Del resto, è apparso subito chiaro che non c’è nulla che sia estraneo alla vita della Chiesa e, quindi, che la Chiesa può essere davvero la casa di tutti. L’esperienza della conversazione spirituale che il Rinnovamento ha maturato negli anni ha aiutato poi a vivere meglio il processo sinodale: ascoltare la vita in tutte le sue stagioni ha permesso infatti di non impantanarsi in uno sterile confronto di idee, ma di favorire uno scambio autentico, in cui cogliere ‘i segni dei tempi’. Ripartire dall’ascolto dei vissuti ha consentito inoltre ai nostri Cenacoli, Gruppi e Comunità, talvolta arroccati su posizioni di rassegnazione, di scoprirsi invece capaci di accogliere e di amare.
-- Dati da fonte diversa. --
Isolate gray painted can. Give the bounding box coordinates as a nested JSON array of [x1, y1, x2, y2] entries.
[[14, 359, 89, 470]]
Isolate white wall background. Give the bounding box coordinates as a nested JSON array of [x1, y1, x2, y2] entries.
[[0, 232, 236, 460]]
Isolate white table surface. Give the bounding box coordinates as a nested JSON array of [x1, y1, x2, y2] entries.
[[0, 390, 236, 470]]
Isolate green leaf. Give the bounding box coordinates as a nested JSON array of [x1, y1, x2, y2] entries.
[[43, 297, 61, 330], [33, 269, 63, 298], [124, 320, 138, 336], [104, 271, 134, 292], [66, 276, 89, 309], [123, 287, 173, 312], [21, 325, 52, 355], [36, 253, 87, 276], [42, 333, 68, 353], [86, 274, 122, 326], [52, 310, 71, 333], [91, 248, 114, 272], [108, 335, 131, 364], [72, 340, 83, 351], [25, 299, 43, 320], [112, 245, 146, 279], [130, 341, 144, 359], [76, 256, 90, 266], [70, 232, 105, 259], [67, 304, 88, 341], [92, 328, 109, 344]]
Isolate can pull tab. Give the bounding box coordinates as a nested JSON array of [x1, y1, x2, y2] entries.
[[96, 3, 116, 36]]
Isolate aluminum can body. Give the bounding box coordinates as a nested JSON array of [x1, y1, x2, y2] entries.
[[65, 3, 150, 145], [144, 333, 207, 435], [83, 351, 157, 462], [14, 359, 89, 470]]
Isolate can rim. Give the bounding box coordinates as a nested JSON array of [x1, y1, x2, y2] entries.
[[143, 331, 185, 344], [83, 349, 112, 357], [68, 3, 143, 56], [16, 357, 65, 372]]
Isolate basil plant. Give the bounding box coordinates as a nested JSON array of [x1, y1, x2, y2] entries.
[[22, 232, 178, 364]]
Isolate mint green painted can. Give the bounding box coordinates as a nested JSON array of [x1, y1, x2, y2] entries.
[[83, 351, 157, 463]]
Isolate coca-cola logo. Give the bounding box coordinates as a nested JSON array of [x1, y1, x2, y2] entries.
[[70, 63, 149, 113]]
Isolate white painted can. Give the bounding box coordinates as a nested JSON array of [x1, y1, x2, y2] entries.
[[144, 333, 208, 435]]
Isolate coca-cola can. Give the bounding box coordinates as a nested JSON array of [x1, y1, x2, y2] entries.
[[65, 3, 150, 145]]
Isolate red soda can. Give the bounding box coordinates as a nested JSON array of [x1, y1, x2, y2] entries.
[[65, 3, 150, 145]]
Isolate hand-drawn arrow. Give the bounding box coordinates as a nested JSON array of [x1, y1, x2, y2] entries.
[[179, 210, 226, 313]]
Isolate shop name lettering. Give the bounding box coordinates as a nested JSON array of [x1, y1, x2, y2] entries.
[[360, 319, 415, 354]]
Questa modalità ci ha aiutato a passare dall’ ‘io’ al ‘noi’, da una prospettiva individuale a una comunitaria: è stata così particolarmente apprezzata che da più parti si è sollevata la richiesta di mantenerla, approfondirla e valorizzarla come prassi ordinaria. Il processo sinodale ha poi aperto spazi e opportunità di ripensamento e di profonda riforma di queste dinamiche, a partire dalle sinergie che sono scaturite e dal gusto di lavorare insieme. Non si è semplicemente parlato di sinodalità, ma la si è vissuta, riscoprendo la corresponsabilità che viene dalla dignità battesimale quindi una Chiesa ‘tutta ministeriale’, che è comunione di carismi e ministeri diversi.
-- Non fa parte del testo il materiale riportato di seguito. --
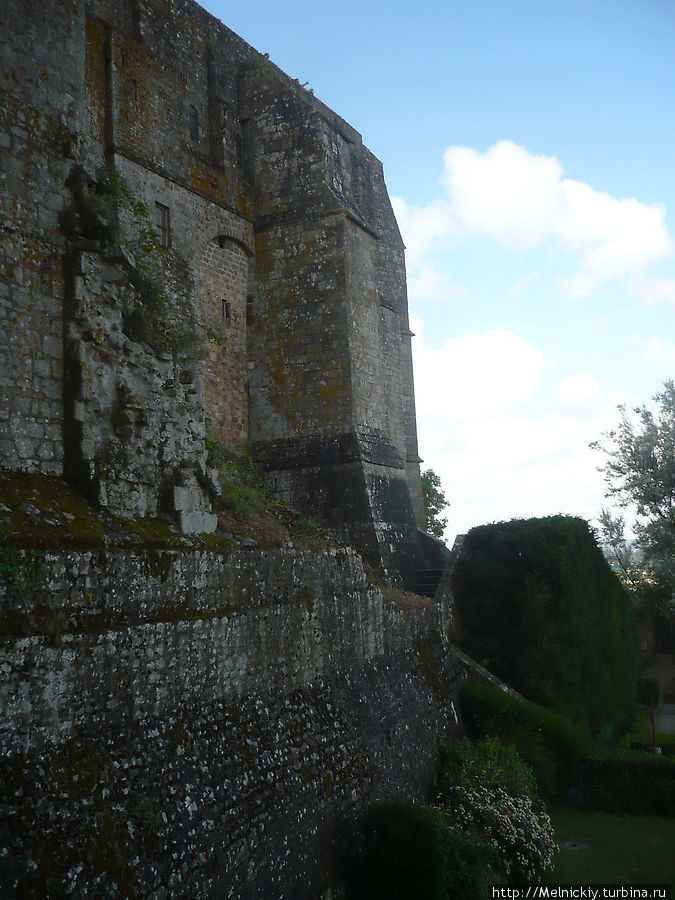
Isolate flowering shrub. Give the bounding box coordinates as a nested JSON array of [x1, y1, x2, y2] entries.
[[441, 787, 558, 882]]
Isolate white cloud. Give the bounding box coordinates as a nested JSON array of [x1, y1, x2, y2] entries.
[[413, 326, 548, 420], [645, 336, 675, 365], [394, 141, 675, 302], [412, 324, 616, 539], [441, 141, 565, 248], [558, 372, 598, 413]]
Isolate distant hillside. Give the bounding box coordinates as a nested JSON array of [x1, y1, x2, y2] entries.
[[453, 516, 638, 735]]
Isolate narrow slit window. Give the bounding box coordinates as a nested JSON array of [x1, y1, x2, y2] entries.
[[155, 203, 171, 247], [190, 106, 199, 141]]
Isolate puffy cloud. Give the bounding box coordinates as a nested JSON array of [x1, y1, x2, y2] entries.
[[394, 141, 675, 301], [411, 326, 617, 538], [645, 336, 675, 365], [441, 141, 565, 247], [558, 373, 598, 413], [412, 326, 548, 420]]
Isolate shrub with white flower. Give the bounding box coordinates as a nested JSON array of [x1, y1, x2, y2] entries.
[[441, 787, 558, 883]]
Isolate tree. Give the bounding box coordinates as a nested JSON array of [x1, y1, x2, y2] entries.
[[591, 379, 675, 614], [422, 469, 450, 537]]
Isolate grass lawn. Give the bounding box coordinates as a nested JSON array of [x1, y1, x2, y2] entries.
[[546, 807, 675, 884]]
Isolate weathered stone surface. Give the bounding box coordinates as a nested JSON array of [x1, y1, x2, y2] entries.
[[0, 0, 423, 582], [0, 550, 470, 900]]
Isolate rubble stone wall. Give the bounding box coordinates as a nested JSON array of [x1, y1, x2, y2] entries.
[[0, 550, 465, 900]]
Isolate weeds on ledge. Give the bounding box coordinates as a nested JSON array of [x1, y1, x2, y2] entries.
[[198, 438, 338, 550]]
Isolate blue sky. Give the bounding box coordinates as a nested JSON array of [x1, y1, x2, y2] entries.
[[203, 0, 675, 539]]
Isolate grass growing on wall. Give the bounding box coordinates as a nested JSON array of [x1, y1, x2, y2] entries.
[[453, 516, 638, 737], [198, 438, 337, 550]]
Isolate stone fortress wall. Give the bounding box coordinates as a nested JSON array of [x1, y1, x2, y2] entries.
[[0, 0, 472, 900], [0, 0, 423, 581]]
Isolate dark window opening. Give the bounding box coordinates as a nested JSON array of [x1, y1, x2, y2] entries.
[[155, 203, 171, 247], [190, 106, 199, 141]]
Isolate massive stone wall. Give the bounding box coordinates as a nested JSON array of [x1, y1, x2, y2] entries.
[[0, 0, 422, 580], [0, 550, 465, 900]]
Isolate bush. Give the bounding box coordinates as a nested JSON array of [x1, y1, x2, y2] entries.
[[579, 748, 675, 816], [441, 827, 497, 900], [459, 678, 588, 800], [452, 516, 638, 735], [438, 737, 537, 797], [346, 800, 496, 900], [441, 787, 557, 884], [347, 800, 447, 900]]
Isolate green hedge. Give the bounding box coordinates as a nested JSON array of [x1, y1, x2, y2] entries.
[[578, 748, 675, 816], [343, 800, 494, 900], [452, 516, 638, 738], [459, 678, 589, 800]]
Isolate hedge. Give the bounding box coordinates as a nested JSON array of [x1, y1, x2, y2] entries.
[[578, 748, 675, 816], [452, 516, 638, 738], [459, 678, 589, 800]]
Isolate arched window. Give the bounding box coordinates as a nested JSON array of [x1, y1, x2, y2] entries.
[[190, 106, 199, 141]]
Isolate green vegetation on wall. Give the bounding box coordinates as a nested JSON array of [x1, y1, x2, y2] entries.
[[453, 516, 638, 737]]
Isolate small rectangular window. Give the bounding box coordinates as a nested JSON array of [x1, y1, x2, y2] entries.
[[155, 203, 171, 247], [190, 106, 199, 141]]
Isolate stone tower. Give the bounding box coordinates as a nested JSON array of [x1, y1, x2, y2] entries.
[[0, 0, 423, 583]]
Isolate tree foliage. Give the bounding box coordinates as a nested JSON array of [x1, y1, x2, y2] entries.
[[422, 469, 450, 537], [452, 516, 638, 734], [591, 380, 675, 613]]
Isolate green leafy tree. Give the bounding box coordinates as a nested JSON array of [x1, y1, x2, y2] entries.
[[591, 379, 675, 616], [422, 469, 450, 537]]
Infine, camminare insieme, come insegna Papa Francesco, è la via costitutiva della Chiesa; la cifra che ci permette di interpretare la realtà con gli occhi e il cuore di Dio; la condizione per seguire il Signore Gesù ed essere servi della vita in questo tempo ferito. Respiro e passo sinodale rivelano ciò che siamo e il dinamismo di comunione che anima le nostre decisioni. Solo in questo orizzonte, pertanto, possiamo rinnovare davvero la nostra vita e adeguarla alla missione della Chiesa nel mondo di oggi. Solo così possiamo affrontare la complessità di questa complessa stagione storica, riconoscenti per il percorso compiuto e decisi a continuarlo con parresìa.

La parresìa nello Spirito chiesta al popolo di Dio nel cammino sinodale è la fiducia, la franchezza e il coraggio di entrare nell’ampiezza dell’orizzonte di Dio per annunciare che nel mondo c’è un sacramento di unità, e perciò l’umanità non è destinata allo sbando e allo smarrimento. L’esperienza vissuta e perseverante della sinodalità è dunque per noi credenti fonte della gioia promessa da Gesù, fermento di vita nuova, pedana di lancio per una nuova fase di impegno missionario”.